Tell us how Bird Gard’s solutions help control damage.
Norton and Richerson: Bird Gard’s focus in the tree nut sector is with almond, pecan and pistachio crops. So far, birds don’t seem to be a major factor with the other nut crops. Over the years we have adapted from the issue of “nut loss” to “irrigation damage.”
Corvids — the crows, jays and magpies — are fond of poking holes in drip lines and pulling off risers, which has become a major cost issue for growers. Some larger acreages employ workers on ATVs who spend their entire day repairing irrigation lines. Bird Gard’s adaptation has been to incorporate additional speakers a few feet off the ground to deter any birds that may have approached underneath the tree canopy.
Our newest operating system (IntelliGard) includes 30 times more content, which is randomized and incorporated at differing lengths of time along with different time off intervals between each profile. As a result, the birds are unable to recognize a pattern and the randomized time off intervals creates an environment of shock and fear.

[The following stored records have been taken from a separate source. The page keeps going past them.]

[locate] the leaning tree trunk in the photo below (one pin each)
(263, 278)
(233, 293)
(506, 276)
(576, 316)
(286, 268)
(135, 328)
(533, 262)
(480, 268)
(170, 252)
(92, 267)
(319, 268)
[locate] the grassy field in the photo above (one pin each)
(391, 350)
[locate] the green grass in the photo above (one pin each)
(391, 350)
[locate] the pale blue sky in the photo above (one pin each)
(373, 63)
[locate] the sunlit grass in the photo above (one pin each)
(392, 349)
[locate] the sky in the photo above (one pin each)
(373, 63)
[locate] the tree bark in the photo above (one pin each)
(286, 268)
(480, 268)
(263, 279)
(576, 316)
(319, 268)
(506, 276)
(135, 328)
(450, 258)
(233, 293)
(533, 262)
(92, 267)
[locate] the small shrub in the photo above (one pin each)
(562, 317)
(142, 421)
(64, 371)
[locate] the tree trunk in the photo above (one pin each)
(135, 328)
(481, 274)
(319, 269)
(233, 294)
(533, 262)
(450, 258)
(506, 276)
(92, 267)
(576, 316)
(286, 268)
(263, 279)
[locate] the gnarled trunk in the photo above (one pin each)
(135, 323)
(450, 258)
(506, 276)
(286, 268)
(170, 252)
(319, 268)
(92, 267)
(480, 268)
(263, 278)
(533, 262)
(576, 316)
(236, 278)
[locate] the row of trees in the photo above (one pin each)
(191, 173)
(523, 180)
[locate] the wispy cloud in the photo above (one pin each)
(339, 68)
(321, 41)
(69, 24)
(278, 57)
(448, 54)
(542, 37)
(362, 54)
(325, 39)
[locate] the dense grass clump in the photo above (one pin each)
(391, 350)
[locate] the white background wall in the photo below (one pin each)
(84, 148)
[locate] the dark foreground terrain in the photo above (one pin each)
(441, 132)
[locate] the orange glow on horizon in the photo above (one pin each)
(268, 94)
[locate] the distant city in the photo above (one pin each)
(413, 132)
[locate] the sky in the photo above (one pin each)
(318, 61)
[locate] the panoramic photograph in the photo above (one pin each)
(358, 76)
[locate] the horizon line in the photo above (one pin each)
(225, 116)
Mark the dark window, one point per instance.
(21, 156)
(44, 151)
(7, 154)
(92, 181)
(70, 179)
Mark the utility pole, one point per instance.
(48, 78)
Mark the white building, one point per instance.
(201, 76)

Customization on each farm is important as well. Our largest systems can cover as much as 15 to 20 acres each; however, topography, competing noise, the type of crop, age of trees, amount of foliage, etc., can all play into effective coverage areas. Every farm and every nuisance bird species are considered in order to optimize success. And our solutions come at a fraction of the price of lasers, netting and falconry.
The biggest questions we get are “does it work,” “will it actually increase yields” or “is it a good investment?”
Bird Gard is the only bird deterrent company to offer a one year satisfaction guarantee. For any reason, we will buy back the system at its full price for up to 12 months. We would not survive as a company in this industry for over 30 years with this policy if our systems didn’t work.
How can implementing bird protection solutions benefit growers in terms of yield and limiting losses?
Norton and Richerson: While increasing yields is the ultimate goal of nearly every supplier to a grower, there are so many variables that affect a specific yield from year to year. The efficacy of bird deterrents is quite subjective and varies from grower to grower, but it is incredibly satisfying when a customer says, “I reduced my irrigation repair costs by 80%” or “I used to see thousands of birds, now I only see 100 or so.”
Many of the growers and farmers are multi-generational and they inherently know when something they try is effective.
Do you have any additional advice for growers?
Norton and Richerson: Birds are wild animals and will stop at nothing to survive. The best advice I can give is to make the environment unfriendly enough that the birds want to feed or drink somewhere else.
Also, make sure your deterrent covers all parts of your blocks. Otherwise, birds will be pushed to and devastate the unprotected areas.